If I cover her with love bites, staking my claim and allowing her to do the same, would that be enough? Does she have a price in mind for her penance? Can such a thing be forgiven? It has to be. I will not accept any other answer.

“You can be angry all you like, but I can’t let you shut down. I cannot be the reason you give up.” My hand finds her knee and pushes her legs open with soft suggestion, and she allows it to fall to the side, protesting only a second. “I can’t say that I would do anything differently if I was given the chance to do it all over again, Midnight.”

She’s wet and ready for my fingers as they find her center, my middle finger running along her slit, teasing, so I know she’ll pay attention. I cup her in my hand possessively. I’m still not over how responsive she is.

“If I could have a magic wand that would ensure you were locked away in your room somewhere, then I would have kept you away, but I still would have tried to shoot him, Midnight. I only joined Caspian to avenge my father. I deserve my revenge, and my father deserves to be avenged. I deserved to have a shot at that life.”

She nods. It’s a small jerk of a movement, but I don’t miss it. I would give anything to know what she’s thinking right now. Midnight won’t ever fully understand the depths of what is between myself and Caspian, but she doesn’t have to. I know her loyalty to her brother is deep and unshakable. If she can just see things from my perspective, I think she’ll understand. Maybe.

“After the accident...I couldn’t leave. I couldn’t believe that you were now tangled up in the middle of everything, when were only just getting to know one another before…I think I was starting to fall for you even then. I had never been in a serious relationship, and I’m not the sort of man to sit and watch romantic movies. I certainly didn’t have a good example of love in my life, Midnight. I think I learned how to love by watching you, by seeing the way that you care for everybody around you.”

My words trail off. I did not even realize that was how I really felt until I said the words out loud. I never bothered dating seriously in my younger years. The life I was raised in didn’t lend itself easily to things like that. Casual flings, but nothing I ever wanted to keep. Not until Midnight.

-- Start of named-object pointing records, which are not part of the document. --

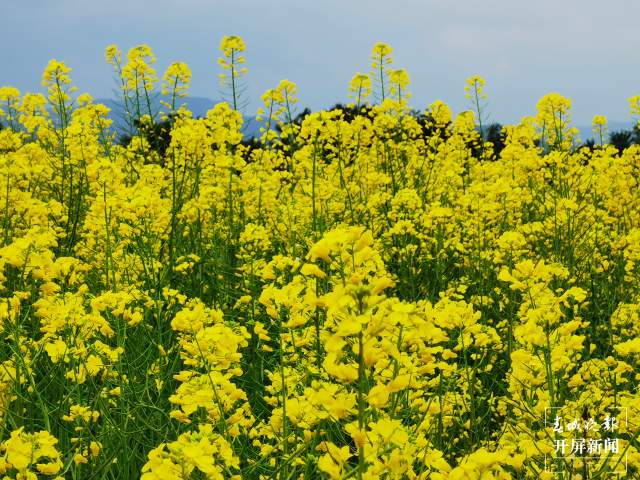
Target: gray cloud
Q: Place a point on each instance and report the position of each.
(582, 49)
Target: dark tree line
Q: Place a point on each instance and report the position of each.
(158, 134)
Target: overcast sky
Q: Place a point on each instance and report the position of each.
(587, 50)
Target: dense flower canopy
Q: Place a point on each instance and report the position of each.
(367, 292)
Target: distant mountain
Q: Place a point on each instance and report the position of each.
(199, 106)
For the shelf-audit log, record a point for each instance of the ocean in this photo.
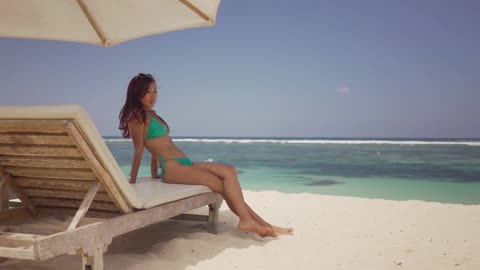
(446, 171)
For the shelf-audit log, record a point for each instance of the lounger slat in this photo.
(93, 213)
(80, 174)
(8, 239)
(44, 151)
(15, 213)
(17, 253)
(18, 191)
(72, 203)
(35, 229)
(103, 176)
(43, 126)
(43, 162)
(64, 194)
(55, 245)
(55, 183)
(41, 139)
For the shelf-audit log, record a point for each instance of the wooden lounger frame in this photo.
(54, 171)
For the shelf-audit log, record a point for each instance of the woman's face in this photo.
(148, 101)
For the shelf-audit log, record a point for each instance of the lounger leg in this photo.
(213, 217)
(94, 262)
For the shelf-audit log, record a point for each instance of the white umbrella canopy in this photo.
(102, 22)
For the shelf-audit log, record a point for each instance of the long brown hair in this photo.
(133, 108)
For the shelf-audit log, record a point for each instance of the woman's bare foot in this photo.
(253, 226)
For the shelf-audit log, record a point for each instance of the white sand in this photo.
(330, 233)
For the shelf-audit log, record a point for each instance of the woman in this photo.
(139, 121)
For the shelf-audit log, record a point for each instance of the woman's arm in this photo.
(154, 167)
(136, 132)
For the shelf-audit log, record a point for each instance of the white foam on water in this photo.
(315, 141)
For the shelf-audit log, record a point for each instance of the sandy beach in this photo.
(331, 232)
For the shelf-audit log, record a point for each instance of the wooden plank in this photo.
(4, 196)
(103, 176)
(19, 213)
(213, 210)
(38, 125)
(8, 239)
(83, 185)
(39, 150)
(5, 138)
(43, 162)
(93, 213)
(71, 203)
(35, 138)
(32, 229)
(82, 210)
(191, 217)
(18, 191)
(103, 232)
(93, 261)
(81, 174)
(66, 194)
(17, 253)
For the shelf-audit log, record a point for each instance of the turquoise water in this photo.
(442, 171)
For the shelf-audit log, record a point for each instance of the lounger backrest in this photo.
(52, 165)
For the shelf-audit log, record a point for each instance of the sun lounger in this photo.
(55, 161)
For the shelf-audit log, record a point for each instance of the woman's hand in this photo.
(154, 168)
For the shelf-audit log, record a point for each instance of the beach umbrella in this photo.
(101, 22)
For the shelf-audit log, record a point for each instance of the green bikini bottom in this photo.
(183, 160)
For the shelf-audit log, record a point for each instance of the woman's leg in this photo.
(180, 174)
(225, 171)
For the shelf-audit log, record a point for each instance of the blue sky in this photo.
(278, 68)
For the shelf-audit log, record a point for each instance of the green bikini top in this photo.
(156, 129)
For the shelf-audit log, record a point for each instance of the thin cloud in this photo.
(343, 90)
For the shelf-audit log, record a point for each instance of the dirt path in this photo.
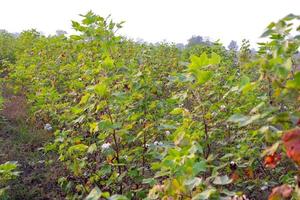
(22, 143)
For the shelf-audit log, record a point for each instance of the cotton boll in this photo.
(48, 127)
(168, 133)
(105, 146)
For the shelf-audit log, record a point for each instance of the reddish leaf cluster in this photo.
(281, 192)
(271, 161)
(291, 141)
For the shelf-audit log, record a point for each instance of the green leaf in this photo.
(118, 197)
(78, 148)
(92, 148)
(95, 194)
(198, 62)
(222, 180)
(203, 76)
(101, 89)
(206, 194)
(215, 59)
(294, 84)
(199, 167)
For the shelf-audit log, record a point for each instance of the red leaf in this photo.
(291, 141)
(271, 161)
(281, 192)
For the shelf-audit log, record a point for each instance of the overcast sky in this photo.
(153, 20)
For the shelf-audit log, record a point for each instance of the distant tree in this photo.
(195, 40)
(180, 46)
(7, 46)
(61, 32)
(233, 46)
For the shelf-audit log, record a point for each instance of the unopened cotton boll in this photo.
(105, 145)
(168, 133)
(48, 127)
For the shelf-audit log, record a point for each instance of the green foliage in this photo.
(143, 121)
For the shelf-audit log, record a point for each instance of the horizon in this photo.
(166, 25)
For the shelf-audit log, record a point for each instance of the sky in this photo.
(153, 21)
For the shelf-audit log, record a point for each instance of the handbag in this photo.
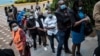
(88, 29)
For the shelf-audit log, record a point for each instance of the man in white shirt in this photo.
(50, 23)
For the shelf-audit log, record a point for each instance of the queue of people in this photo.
(42, 22)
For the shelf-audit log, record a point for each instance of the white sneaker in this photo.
(45, 48)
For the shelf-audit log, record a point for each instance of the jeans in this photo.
(42, 38)
(63, 37)
(51, 38)
(98, 34)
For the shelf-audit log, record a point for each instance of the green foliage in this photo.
(20, 1)
(25, 1)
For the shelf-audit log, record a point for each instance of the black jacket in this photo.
(64, 22)
(31, 23)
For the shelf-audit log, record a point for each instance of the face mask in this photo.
(80, 8)
(15, 28)
(62, 7)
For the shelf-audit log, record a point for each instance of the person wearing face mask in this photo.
(32, 26)
(19, 38)
(50, 24)
(78, 28)
(64, 16)
(41, 30)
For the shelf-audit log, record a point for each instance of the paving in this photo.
(87, 47)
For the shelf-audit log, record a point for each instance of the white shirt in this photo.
(51, 23)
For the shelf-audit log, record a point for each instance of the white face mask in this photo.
(15, 28)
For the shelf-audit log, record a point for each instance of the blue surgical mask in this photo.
(62, 7)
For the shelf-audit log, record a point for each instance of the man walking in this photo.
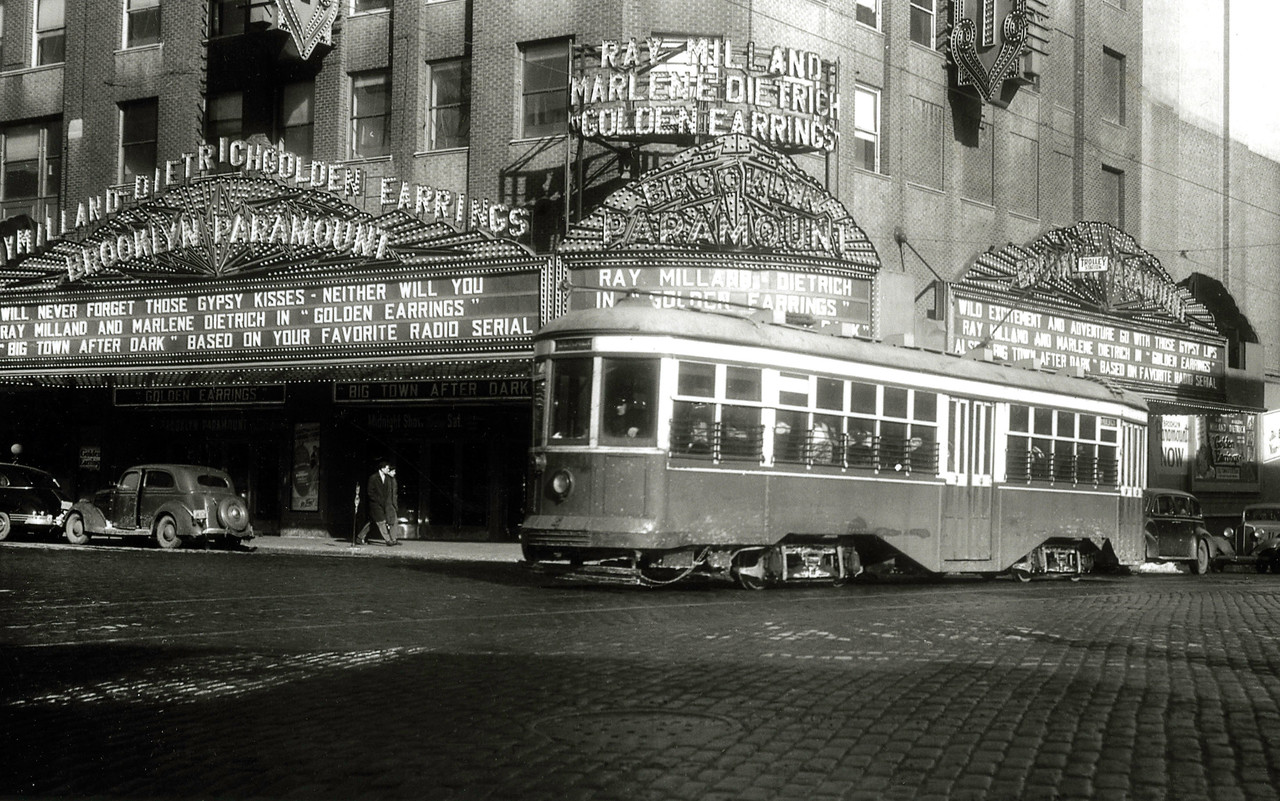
(383, 512)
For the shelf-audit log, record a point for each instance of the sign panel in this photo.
(1226, 452)
(265, 394)
(1132, 356)
(1270, 436)
(451, 390)
(282, 321)
(658, 87)
(831, 301)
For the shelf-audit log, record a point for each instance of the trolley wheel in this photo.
(1201, 564)
(167, 534)
(749, 581)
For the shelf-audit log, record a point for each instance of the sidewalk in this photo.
(407, 549)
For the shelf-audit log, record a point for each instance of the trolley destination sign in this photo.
(371, 317)
(1102, 348)
(828, 300)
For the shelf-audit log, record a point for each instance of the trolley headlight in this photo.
(562, 484)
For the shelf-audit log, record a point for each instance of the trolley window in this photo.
(571, 399)
(629, 401)
(717, 412)
(1061, 447)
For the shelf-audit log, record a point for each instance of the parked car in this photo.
(1175, 532)
(172, 503)
(31, 500)
(1257, 536)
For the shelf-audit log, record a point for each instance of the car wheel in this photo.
(74, 530)
(233, 513)
(167, 532)
(1201, 566)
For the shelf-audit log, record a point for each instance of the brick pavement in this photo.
(1129, 689)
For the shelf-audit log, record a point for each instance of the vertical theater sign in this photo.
(730, 224)
(1089, 301)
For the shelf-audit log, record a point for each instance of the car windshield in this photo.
(214, 481)
(28, 477)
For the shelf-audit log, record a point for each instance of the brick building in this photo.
(478, 99)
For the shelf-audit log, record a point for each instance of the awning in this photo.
(1165, 406)
(499, 366)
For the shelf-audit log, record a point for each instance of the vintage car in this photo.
(31, 500)
(173, 503)
(1257, 536)
(1175, 531)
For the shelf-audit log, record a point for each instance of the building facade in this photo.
(466, 154)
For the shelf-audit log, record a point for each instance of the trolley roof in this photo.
(638, 316)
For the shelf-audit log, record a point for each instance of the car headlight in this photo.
(562, 484)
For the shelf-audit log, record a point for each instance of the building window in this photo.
(867, 128)
(138, 137)
(924, 143)
(297, 117)
(865, 12)
(31, 169)
(50, 32)
(978, 163)
(1024, 175)
(544, 90)
(1111, 198)
(449, 119)
(232, 17)
(360, 7)
(1111, 97)
(141, 22)
(923, 13)
(370, 113)
(224, 117)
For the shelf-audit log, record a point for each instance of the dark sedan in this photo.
(173, 503)
(31, 500)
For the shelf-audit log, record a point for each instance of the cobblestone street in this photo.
(133, 673)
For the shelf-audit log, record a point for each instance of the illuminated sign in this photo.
(1142, 357)
(1226, 449)
(828, 300)
(309, 23)
(261, 394)
(376, 317)
(451, 390)
(731, 195)
(986, 42)
(1271, 436)
(256, 159)
(664, 86)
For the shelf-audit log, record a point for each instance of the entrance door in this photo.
(968, 497)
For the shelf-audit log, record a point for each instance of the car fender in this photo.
(95, 521)
(181, 516)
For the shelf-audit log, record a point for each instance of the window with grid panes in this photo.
(370, 113)
(867, 127)
(141, 22)
(31, 168)
(449, 115)
(543, 90)
(50, 32)
(923, 22)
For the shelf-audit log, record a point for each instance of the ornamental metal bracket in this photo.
(310, 22)
(981, 62)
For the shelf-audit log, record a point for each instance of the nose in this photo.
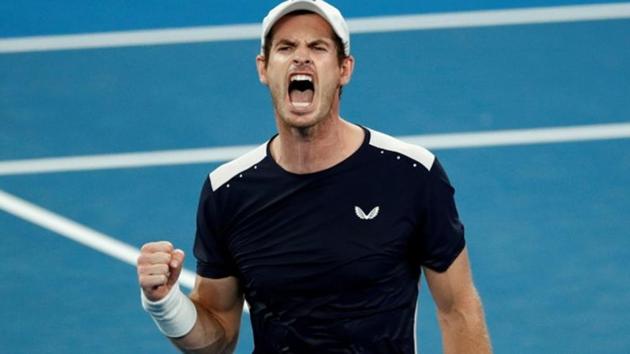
(301, 56)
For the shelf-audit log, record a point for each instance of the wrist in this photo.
(175, 315)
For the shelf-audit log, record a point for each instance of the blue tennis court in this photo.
(547, 220)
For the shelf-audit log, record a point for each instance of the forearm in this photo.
(464, 330)
(208, 335)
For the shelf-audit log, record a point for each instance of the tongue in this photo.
(302, 97)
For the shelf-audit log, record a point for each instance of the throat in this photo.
(301, 98)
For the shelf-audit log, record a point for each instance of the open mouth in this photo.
(301, 90)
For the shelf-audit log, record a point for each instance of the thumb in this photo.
(176, 264)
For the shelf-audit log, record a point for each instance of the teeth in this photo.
(300, 77)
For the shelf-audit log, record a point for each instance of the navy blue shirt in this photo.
(329, 262)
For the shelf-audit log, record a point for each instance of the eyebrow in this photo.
(292, 43)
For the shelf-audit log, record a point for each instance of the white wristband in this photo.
(175, 315)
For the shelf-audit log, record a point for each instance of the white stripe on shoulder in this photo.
(415, 152)
(225, 172)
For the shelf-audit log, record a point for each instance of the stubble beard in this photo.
(303, 126)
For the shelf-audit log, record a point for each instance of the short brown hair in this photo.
(341, 55)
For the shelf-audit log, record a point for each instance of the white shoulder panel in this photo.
(415, 152)
(225, 172)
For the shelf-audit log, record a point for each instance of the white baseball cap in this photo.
(320, 7)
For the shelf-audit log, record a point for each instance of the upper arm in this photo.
(222, 300)
(454, 287)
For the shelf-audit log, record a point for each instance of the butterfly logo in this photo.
(361, 214)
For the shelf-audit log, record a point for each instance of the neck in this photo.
(316, 148)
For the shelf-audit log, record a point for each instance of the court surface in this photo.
(531, 120)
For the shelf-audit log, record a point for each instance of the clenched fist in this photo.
(159, 266)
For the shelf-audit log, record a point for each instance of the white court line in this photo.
(213, 155)
(77, 232)
(521, 16)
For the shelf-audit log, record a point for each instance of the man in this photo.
(324, 229)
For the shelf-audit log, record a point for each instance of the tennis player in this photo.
(324, 229)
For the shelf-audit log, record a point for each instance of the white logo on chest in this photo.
(361, 214)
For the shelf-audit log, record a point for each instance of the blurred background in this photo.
(526, 103)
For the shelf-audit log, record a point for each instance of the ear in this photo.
(347, 67)
(261, 66)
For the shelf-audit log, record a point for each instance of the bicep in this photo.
(222, 299)
(453, 287)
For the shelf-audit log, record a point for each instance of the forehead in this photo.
(302, 25)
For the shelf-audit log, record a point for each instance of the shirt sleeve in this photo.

“I didn’t mean to develop feelings for you, and I knew that if I ever acted on them, I could lose everything. Everything that I worked years for. Everything that I’ve been building toward since I was seventeen. I couldn’t allow my possible affections for you to blind me toward that, but the more time that we spent together, the harder it was to deny it to myself. I knew Caspian would kill me if he ever found out. Yet, I also knew that I had gotten close to Caspian. I wanted nothing more than to destroy him and the empire that he’s built from the inside. If I could get close to him, then somebody else could too. I couldn’t allow that; I couldn’t risk it.”

It was a double job to watch those around Caspian, protecting him and Midnight from any outside force that wasn't myself. Caspian has no shortage of enemies; everybody in our lifestyle does. Caspian has blind sides that are only too easy to exploit, so in order to ensure that I was the only one to get close, I had to actually do the job he thought I did. If it hadn’t been for me Caspian would have long-mourned his wife.

I pause, and when I look up, Midnight’s looking right at me, intently focused.

“If somebody else were to get close to Caspian they might hurt you in order to get to him. So I had to stay close to him; I had to protect you no matter what. I couldn’t allow somebody like me to hurt you, even if I had already done it. I tried to keep you away from everything that Caspian was involved in, and I hate that it meant keeping you away from me too. I don’t ever want to be away from you, Midnight.”

My chest tightens, and a vulnerable ache that I’ve never felt before stabs like lightning through my chest. “Not ever, Midnight. I love you.”